At best the hunting provisions were afterthoughts by drafters who assumed the game would soon all be gone, which they were wrong about. At worst, there was open discussion at the time that encouraged unregulated hunting by everyone as it was assumed that this would force the Natives onto the reservations and into farming.
That was the “old west”.
It’s the 20th Century West that has had the high game populations, with numbers of some populations being at an all time high, and others recovered due to 20th Century game management policies. And that was all supported by locals in the Western states. There’s been a big push in recent years towards game farming and land privatization in which would have the impact of forcing locals out. If that occurs, make no mistake about it, it’ll be the end of hunting, sooner or later, as it goes over to all head hunting, which most people really don’t support.
This decision doesn’t get us there, and if carefully read it leaves the door open to conservation and probably a tighter definition of “unoccupied”. But the concept that this preserves the “old west” is simply wrong, and we should be glad its wrong. The drafters of those 68 treaties didn’t want to preserve hunting for Indians, or anyone else. They wanted the game gone and Indians on their reservations.

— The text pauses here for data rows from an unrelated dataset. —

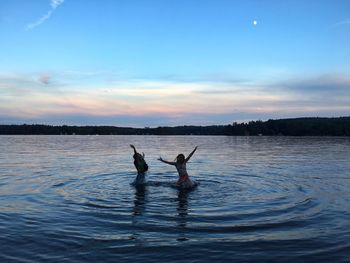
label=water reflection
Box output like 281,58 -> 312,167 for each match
133,184 -> 147,219
177,190 -> 189,241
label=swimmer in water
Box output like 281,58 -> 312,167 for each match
130,144 -> 148,184
158,146 -> 197,188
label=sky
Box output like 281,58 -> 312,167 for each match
0,0 -> 350,127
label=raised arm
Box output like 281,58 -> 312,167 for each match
130,144 -> 137,154
158,157 -> 176,165
185,146 -> 198,163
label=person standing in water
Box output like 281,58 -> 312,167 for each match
158,146 -> 198,188
130,144 -> 148,184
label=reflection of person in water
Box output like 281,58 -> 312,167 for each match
177,189 -> 189,241
133,185 -> 147,216
158,146 -> 197,188
131,184 -> 147,243
130,144 -> 148,184
177,190 -> 188,227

Those provisions were not a romantic concession, they were an afterthought by a group of people who assumed that all the elk, deer, antelope and buffalo would soon be dead and everyone would be living decent lives, by their way of viewing it, behind a plow.
That this didn’t occur was largely because people in the West, Indians and European Americans, didn’t see it had to be that way.
JimC says
Point well taken. I think you have the right of it here…
Thanks for these thoughtful responses.
BTW, made the requested edit.
Yeoman says
“BTW, made the requested edit.”
I mostly post early in the morning when I do, which is while I’m drinking coffee. My frequent typos demonstrate that I haven’t finished the daily ration of coffee as a rule at the time of my typing.
Brian H. says
It sets an interesting precedent. I believe the Utes have a similar treaty here in Colorado. I haven’t heard of incidents like this over here.
Yeoman says
Indeed the decision has very wide application, as by and large all the 1868 treaties and those done in the same approximate time frame read the same way.
The decision is being over broadly read, however. What I suspect is that following decisions will define “unoccupied” more closely. Land that will truly be regarded as “unoccupied” are likely to be wilderness areas, which were withdrawn from occupation, and oddly enough parks, unless some interesting legal way to handle the park situation is found.
Additionally, and going back to the way it will probably be found, the likely result is also to continue to provide for the state’s ability to regulate. My suspicion is that this may end up displacing out of state licenses to some extent as Native Americans will have a preferential right in their place. That’s a result which, quite frankly, will make a lot of us who live in Western states happy as out of state license holders and outfitters aren’t necessarily all that well regarded by many locals.
Ugly Hombre says
“Neil Gorsuch has proven to be a staunch supporter of native treaty rights, having previously affirmed rights under the 1855 treaty with the Yakama Nation pre-empting Washington state’s fuel tax.”
Good calls by the good Judge…
More power to him!
Yeoman says
Simple call by any judge. That merely reaffirmed well established prior decisions.
Yeoman says
My lengthy commentary on the decision:
https://lexanteinternet.blogspot.com/2019/06/a-potential-wildlife-management.html
It’s interesting to see the reaction to this, as the decision combined with the briefs really doesn’t say what people seem to think it does.
Yeoman says
And an addition: https://lexanteinternet.blogspot.com/2019/06/lex-anteinternet-potential-wildlife.html
JimC says
Excellent. Read this, folks.
Your solution seems to be simple and equitable — maybe too much so for guvmint work. Thank you for weighing in on this.